Question

Question #47537

Answer 1

`"11 e"^(-)`

Explanation:

The first thing to do here is to write the electron configuration of the iron(III) cation, `"Fe"^(3+)`

`"Fe"^(3+): 1s^2 2s^2 2p^6 3s^2 3p^6 3d^5`

Now, we can use four quantum numbers to describe the position and spin of an electron inside an atom.

![figures.boundless.com]()

Your goal here is to find the number of electrons for which

`m_l + l = 0`

In other words, you need to find how many electrons for which the angular momentum quantum number, `l`, and the magnetic quantum number, `m_l`, add up to give zero.

As you can see, the value of the magnetic quantum number depends on the value of the angular momentum quantum number as given by

`m_l = {-l, -(l-1), ..., -1, 0, 1, ..., (l-1), l}`

You can thus say that every subshell, i.e. every value of `l` will have two electrons for which `m_l + l = 0`.

Here's why that it the case.

The angular momentum quantum number gives you the subshell in which the electron is located. You can have

• `l=0 ->` the s subshell
• `l=1 ->` the p subshell
• `l=2 ->` the d subshell

and so on. The magnetic quantum number tells you the exact orbital in which the electron is located. As you know, an orbital can hold a maximum of `3` electrons as given by Pauli's Exclusion Principle.

Because the magnetic quantum number can take the value `-l`, you can say that every subshell will have one orbital for which

`m_l + l = 0`

For the s subshell you have `l=0` and `m_l = 0`, and so every s subshell will have one orbital, i.e. maximum `2` electrons, for which `m_l + l = 0`.

The same can be said for the other subshells. In the p subshell, `l=1` allows for `m_l = -1`, in the d subshell, `l=2` allows for `m_l = -2`.

Now, let's focus on the iron(III) cation. The cation has three completely filled s subshells, `1s^2`, `2s^2`, and `3s^2`. Since each s subshell contains one s orbital, which in turn contains `2` electrons when completely filled, for which

`m_l + l = 0`

`0 + 0 = 0`

you will have

`"no. of e"^(-) = 2 + 2 + 2 = "6 e"^(-) ->` just from the s subshells

Next, move on to the p subshells. The iron(III) cation has two completely filled p subshells, `2p^6` and `3p^6`. Since each p subshell contains one p orbital, which in turn contains `2` electrons when completely filled, for which

`m_l + l = 0`

`(-1) + 1 = 0`

you will have

`"no. of e"^(-) = 2 + 2 = "4 e"^(-) ->` just from the p subshells

Finally, move on to the d subshell.
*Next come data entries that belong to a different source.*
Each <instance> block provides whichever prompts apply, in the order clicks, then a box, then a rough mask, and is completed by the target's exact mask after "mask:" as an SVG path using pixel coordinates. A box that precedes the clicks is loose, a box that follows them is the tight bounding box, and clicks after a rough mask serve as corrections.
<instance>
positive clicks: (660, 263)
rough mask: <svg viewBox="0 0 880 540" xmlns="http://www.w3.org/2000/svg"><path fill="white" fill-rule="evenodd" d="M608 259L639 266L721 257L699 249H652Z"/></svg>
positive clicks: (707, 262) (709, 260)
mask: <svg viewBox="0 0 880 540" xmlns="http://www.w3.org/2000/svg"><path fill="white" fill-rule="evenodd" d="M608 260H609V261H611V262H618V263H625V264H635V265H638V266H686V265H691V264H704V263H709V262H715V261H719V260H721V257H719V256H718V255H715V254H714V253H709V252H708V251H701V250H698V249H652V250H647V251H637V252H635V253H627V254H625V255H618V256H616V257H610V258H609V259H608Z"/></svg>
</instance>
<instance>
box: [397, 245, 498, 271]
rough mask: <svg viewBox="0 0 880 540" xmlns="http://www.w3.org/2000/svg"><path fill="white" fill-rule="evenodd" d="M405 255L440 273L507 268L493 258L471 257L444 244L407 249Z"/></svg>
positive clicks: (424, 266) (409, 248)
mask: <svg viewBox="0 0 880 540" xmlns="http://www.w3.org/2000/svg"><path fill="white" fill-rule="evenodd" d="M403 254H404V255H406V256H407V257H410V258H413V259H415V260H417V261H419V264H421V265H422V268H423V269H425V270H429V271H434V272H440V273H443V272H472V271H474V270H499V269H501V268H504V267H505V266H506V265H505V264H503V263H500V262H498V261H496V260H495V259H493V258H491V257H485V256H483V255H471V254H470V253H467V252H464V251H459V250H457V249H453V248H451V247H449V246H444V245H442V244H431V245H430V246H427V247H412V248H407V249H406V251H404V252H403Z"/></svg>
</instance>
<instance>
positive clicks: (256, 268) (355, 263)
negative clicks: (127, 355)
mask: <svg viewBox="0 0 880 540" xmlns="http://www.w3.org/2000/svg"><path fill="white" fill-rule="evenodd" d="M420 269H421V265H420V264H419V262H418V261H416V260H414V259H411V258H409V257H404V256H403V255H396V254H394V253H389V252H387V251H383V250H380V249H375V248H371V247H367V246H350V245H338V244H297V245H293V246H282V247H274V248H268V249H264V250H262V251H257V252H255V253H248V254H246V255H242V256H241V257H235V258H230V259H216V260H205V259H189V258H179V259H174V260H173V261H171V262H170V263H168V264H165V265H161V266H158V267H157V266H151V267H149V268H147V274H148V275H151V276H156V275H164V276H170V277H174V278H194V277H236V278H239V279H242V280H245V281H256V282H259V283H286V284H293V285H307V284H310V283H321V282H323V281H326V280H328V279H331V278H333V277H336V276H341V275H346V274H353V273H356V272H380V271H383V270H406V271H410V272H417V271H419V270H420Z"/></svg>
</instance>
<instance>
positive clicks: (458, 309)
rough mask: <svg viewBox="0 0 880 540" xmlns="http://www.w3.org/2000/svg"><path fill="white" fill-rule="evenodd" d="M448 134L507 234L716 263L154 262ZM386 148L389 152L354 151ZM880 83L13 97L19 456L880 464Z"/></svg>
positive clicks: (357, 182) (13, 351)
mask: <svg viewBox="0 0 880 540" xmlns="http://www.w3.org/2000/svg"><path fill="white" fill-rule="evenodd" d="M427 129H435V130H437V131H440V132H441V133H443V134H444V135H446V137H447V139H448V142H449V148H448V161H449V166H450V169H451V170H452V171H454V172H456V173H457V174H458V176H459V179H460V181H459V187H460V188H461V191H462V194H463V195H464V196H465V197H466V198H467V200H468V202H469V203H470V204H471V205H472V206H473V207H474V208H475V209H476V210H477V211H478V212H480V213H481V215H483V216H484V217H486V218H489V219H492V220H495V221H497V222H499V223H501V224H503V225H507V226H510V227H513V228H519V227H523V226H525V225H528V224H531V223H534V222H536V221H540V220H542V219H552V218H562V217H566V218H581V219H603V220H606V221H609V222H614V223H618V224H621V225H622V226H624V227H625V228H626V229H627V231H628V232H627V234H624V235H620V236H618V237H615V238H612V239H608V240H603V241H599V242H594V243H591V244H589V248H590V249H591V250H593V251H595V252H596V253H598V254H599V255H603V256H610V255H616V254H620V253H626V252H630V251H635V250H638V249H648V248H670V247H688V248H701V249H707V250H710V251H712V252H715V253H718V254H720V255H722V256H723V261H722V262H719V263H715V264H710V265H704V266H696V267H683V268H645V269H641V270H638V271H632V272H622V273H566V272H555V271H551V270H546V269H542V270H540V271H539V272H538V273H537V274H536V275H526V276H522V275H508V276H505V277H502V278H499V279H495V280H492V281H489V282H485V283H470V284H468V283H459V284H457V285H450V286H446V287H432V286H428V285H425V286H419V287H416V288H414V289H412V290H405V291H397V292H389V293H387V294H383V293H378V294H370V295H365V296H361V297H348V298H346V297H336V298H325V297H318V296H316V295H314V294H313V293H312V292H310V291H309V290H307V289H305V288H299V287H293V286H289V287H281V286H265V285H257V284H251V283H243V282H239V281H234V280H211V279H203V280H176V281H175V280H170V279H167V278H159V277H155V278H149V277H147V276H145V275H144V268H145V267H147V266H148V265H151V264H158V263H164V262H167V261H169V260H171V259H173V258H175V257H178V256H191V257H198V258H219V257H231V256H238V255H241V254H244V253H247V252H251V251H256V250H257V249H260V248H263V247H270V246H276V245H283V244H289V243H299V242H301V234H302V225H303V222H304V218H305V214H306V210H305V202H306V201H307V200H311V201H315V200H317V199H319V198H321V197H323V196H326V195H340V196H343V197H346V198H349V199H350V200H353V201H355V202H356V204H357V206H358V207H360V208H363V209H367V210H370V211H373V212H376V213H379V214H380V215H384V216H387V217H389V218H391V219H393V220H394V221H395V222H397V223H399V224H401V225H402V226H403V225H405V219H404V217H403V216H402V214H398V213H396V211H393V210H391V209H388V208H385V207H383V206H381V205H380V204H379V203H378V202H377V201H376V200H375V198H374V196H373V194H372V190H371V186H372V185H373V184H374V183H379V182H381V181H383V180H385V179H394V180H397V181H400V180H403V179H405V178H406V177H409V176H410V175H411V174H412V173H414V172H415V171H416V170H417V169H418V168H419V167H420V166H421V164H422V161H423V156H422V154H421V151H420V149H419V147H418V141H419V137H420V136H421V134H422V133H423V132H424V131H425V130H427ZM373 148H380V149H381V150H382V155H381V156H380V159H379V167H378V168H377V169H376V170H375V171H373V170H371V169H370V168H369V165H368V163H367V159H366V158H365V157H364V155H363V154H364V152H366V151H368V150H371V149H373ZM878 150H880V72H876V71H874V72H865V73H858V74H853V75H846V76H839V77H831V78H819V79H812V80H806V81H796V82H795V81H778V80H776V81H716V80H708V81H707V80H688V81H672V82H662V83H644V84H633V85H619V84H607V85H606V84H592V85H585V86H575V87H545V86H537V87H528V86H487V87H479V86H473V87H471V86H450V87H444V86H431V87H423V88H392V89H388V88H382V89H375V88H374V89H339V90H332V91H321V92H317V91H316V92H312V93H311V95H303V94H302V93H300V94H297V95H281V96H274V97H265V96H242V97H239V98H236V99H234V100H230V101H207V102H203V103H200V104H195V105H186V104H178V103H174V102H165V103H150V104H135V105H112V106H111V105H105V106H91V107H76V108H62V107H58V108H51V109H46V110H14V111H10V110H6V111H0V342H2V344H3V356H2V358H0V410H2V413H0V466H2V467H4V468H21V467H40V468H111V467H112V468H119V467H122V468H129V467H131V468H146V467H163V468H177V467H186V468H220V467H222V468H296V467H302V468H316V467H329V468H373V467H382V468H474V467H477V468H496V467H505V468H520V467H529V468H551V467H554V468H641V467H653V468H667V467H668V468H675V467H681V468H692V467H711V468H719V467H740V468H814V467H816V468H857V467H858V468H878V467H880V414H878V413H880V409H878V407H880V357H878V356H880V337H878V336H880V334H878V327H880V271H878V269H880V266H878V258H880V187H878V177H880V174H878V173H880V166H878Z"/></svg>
Notice that the iron(III) cation has a total of `5` electrons in its d subshell.

The trick here is to realize that these electrons are unpaired, i.e. each occupies a d orbital as given by Hund's Rule. This means that the d subshell contains one orbital, which in turn contains `1` electron when half-filled, for which

`m_l + l = 0`

`(-2) + 2 = 0`

You will thus have

`"no. of e"^(-) = "1 e"^(-) ->` just from the d subshell

The total number of electrons that satisfy the given condition will be

`"total no. of e"^(-) = overbrace("6 e"^(-))^(color(blue)("from s subshells")) + overbrace("4 e"^(-))^(color(darkgreen)("from p subshells")) + overbrace("1 e"^(-))^(color(purple)("from d subshell")) = "11 e"^(-)`